Apart from the appendages, newts also possess ability to
regenerate injured CNS, spinal cord and brain. Spinal cord regeneration has
been extensively studied in newts. Most of the spinal cord studies have been
done after amputation of the tail. However, transection of spinal cord proximal
to the hind limb was performed to study the regenerative ability and behaviour
response. In this context, the newts were able to regenerate the spine and
recovered hind limb movement by four weeks after spinal cord injury (Davis et
al 1990). Spinal cord injury was also performed to assess the axonal
regeneration contribute of cells to regeneration (Zukor et al 2011). The
paedomorphic salamander, axolotl, has also been extensively studied for their
spinal cord regeneration. These experiments indicate that neural stem cell-mediated
proliferation contribute to spinal cord regeneration (Albors A.D et al 2015).
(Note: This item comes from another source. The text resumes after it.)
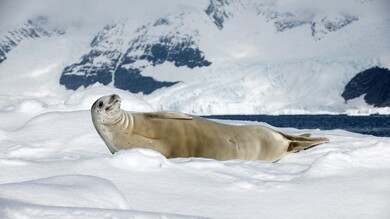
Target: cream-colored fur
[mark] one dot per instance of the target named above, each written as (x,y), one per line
(176,134)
Adult newts are able to regenerate parts of the brain after
mechanical lesioning. In classical experiments in amphibians the approach was
to remove the optic tectum and study their functional outcome. In newts,
removal of optic tectum and assessment of the brain till 90 days indicates that
they are able to regenerate the optic tectum (Minneli G et al 1987). In another
study, the retinotectal projection pathway was analysed after partial optic
tectum removal. This study has revealed that the newts regenerate the optic tectum
and most of the retinotectal projection were recovered by 8 months (Okomoto M
et al 2007). Recently, number of studies on brain regeneration has been
performed on newts and this will be discussed later in this chapter.